Friends who operate stocks know that the daily chart reflects the fluctuation of stock prices every day, but if you are addicted to the daily rise and fall of stock prices, it confirms the state described by the ancient saying 'only see trees, not forests'. So, in order to better grasp the stock price trend in the long run, it is necessary to observe the weekly chart. In a weekly chart, investment responsibility can observe phenomena such as the quadratic golden cross, resonance, and resistance levels of the weekly and daily lines to find suitable buying and selling points.
1、 Weekly resistance. The support and resistance of weekly charts are more reliable than those on daily charts In the analysis of the shape of the weekly candlestick chart, if a long shadow line touches the 60 week moving average when it crosses the weekly candlestick chart, it indicates that there is a lot of pressure on the 60 week moving average, and the stock price is likely to rebound in the future; If a physical weekly line crosses or even touches the 60 week moving average, it indicates that the market will continue to rise, and the probability of completely breaking the 60 week moving average is over 70%. The 60 week moving average is an annual line in the daily chart, but if you only look at the annual line, you cannot distinguish the willingness to break through.

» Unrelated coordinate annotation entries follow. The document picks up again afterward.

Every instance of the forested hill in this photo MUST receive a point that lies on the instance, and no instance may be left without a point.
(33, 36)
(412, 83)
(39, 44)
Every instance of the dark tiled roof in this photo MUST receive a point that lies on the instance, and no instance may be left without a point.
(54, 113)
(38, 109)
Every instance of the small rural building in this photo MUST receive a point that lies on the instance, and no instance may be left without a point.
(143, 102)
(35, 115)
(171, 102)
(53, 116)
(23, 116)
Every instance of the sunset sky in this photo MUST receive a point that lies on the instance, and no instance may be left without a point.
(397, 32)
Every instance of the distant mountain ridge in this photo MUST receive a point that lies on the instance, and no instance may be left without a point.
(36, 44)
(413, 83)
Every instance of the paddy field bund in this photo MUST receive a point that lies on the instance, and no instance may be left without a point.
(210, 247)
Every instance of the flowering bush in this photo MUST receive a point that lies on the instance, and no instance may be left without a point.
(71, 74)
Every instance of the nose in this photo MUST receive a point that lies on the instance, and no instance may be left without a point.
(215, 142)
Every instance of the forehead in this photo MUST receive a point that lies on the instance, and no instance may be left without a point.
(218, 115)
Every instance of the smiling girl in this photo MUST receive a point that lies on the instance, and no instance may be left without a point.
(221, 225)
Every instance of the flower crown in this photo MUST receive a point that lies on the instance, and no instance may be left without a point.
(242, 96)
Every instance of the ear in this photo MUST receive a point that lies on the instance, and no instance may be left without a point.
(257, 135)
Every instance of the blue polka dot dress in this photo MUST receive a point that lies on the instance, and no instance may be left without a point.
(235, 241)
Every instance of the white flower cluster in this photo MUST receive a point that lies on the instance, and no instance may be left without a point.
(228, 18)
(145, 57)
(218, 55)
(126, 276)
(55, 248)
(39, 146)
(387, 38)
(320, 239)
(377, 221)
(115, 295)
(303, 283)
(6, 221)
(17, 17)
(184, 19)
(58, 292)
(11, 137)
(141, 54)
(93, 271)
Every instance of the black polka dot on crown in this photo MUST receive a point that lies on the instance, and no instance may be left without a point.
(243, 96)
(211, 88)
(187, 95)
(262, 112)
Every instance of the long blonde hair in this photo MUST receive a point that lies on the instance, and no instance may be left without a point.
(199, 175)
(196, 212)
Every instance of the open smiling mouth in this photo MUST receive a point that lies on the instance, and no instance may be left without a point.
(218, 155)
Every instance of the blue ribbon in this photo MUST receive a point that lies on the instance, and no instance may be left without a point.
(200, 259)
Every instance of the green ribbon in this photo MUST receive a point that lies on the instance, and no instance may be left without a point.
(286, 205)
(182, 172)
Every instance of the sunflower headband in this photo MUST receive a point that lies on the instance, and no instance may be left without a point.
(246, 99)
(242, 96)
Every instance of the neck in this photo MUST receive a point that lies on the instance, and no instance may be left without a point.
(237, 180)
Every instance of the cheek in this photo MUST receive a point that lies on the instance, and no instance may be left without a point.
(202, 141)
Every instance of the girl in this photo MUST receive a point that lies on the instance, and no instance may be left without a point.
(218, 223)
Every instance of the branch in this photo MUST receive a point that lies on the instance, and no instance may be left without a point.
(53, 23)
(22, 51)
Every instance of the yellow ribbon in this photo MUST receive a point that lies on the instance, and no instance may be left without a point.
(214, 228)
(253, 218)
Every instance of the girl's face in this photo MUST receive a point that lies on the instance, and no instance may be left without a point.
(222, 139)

In addition, the continuity of daily fluctuations makes the trend even more difficult to separate. However, the weekly line is different. The duration of the weekly line is relatively long, and after breaking through, it will be very stable, so investors will have enough time to determine their investment strategy.
2、 The weekly and daily lines resonate. The mid-term trend of stock prices is reflected by weekly lines, and the daily activity of stock prices is reflected by daily lines. If both the weekly and daily indicators send a buy signal, it indicates that the reliability of the signal is high, especially when the weekly KDJ resonates with the daily KDJ, which is an excellent buying point. The daily KDJ indicator has strong sensitivity and randomness, and changes quickly. The market sends false signals, leaving investors at a loss. If the weekly KDJ and daily KDJ share a golden cross, which is called resonance, it will filter out which false signals.